United States President Barack Obama is convening with a rarely assembled privacy and civil liberties board Friday in the wake of a series of scandals centered on his administration’s surveillance of US citizens.
In light of the revelations made earlier this month by former intelligence contractor Edward Snowden, Mr. Obama is meeting Friday with the Privacy and Civil Liberties Oversight Board, an independent agency within the executive branch that has only met previously with the president once during his four-and-a-half years in the White House.
Obama will speak with the oversight panel in Washington and is bringing along James Clapper, the director of national intelligence, as the discussion is expected to focus on the US government’s collection of phone and Internet records.

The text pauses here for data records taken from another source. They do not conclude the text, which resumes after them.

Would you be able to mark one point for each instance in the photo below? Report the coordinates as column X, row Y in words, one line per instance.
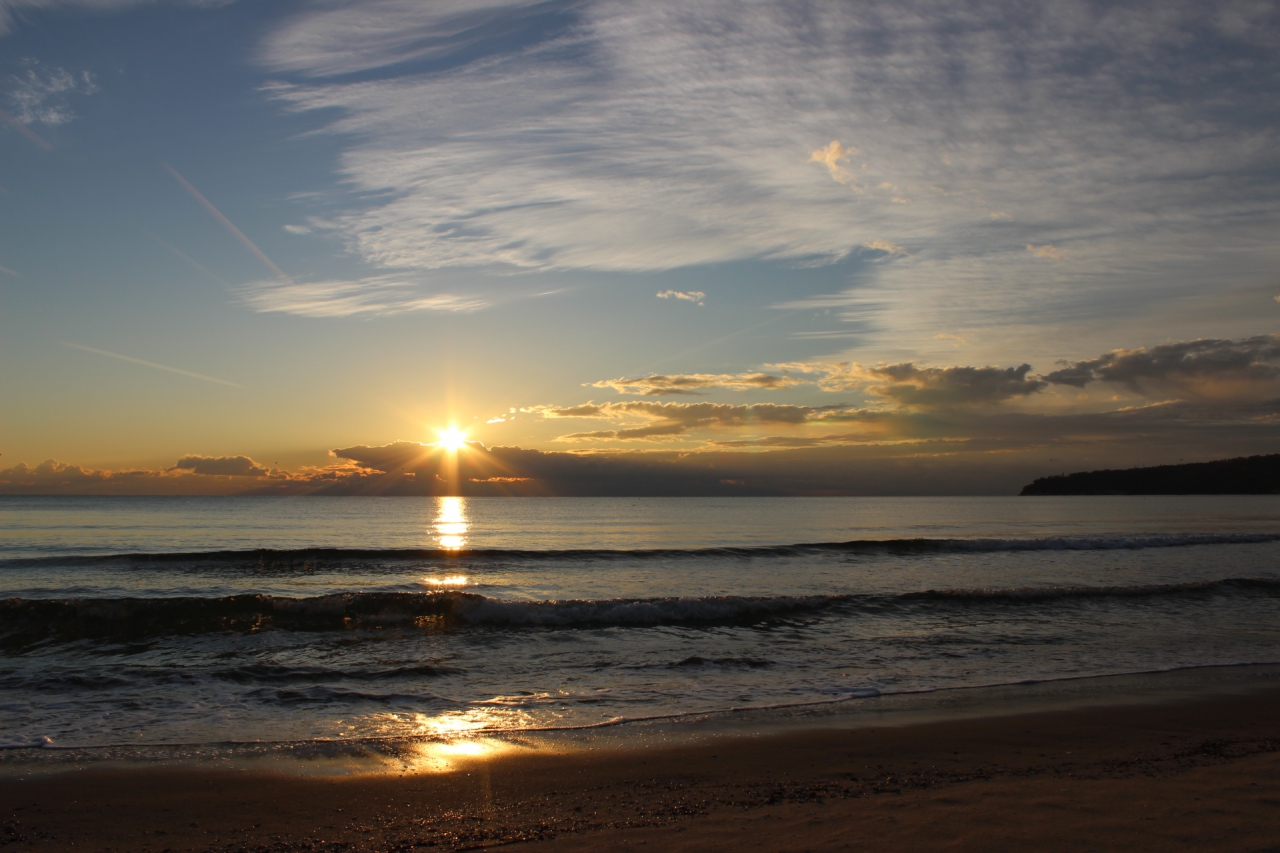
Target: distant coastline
column 1243, row 475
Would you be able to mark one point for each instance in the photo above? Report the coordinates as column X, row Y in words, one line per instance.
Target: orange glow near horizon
column 452, row 438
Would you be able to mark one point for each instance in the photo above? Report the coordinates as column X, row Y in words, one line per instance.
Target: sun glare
column 452, row 438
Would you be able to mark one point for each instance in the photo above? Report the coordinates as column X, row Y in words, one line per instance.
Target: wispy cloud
column 35, row 138
column 220, row 466
column 588, row 146
column 373, row 296
column 1210, row 366
column 689, row 296
column 41, row 95
column 662, row 420
column 151, row 364
column 225, row 223
column 690, row 383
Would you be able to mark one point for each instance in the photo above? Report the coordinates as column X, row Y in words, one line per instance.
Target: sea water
column 136, row 623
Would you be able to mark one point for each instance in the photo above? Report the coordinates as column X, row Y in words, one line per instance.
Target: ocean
column 172, row 626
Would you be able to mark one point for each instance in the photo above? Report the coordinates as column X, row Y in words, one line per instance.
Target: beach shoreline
column 1173, row 771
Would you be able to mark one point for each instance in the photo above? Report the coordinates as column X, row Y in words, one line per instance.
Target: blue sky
column 321, row 226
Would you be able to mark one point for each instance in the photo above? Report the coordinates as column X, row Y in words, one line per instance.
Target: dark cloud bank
column 941, row 430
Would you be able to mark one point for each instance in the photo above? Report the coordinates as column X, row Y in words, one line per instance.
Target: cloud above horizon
column 566, row 135
column 220, row 466
column 890, row 452
column 693, row 383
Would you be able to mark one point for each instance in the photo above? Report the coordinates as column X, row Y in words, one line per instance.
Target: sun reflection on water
column 451, row 523
column 455, row 737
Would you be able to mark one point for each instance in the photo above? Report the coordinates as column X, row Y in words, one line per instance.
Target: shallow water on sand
column 144, row 621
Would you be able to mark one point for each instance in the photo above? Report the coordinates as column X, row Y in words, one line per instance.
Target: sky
column 750, row 247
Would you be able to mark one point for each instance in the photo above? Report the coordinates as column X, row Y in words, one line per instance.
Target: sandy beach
column 1192, row 774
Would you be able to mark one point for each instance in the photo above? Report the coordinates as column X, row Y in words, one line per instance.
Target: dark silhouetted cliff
column 1244, row 475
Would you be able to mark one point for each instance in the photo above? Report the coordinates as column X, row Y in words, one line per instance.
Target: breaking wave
column 269, row 557
column 24, row 621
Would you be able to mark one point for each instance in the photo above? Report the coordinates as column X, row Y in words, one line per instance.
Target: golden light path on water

“Obama is specifically asking Clapper to review possible declassification of opinions from the Foreign Intelligence Surveillance Court, which approves the surveillance efforts,” the Associated Press reported.
The court, established under the Foreign Intelligence Surveillance Act of 1978, has the authority to compel telecommunication companies for the personal information of any user, American or other, in the name of investigating criminal matters. Those orders are done with questionable oversight, however, and are filed and delivered in secrecy. Gag-orders prevent telecoms from telling customers that their records are sought, and The Guardian newspaper published a leaked copy of one of those requests on Friday to show that a single paragraph is all that’s issued to demand the data.
A FISA judge simply “declares that the procedures submitted by the attorney general on behalf of the [National Security Agency] are consistent with US law and the Fourth Amendment,” The Guardian reported earlier this week.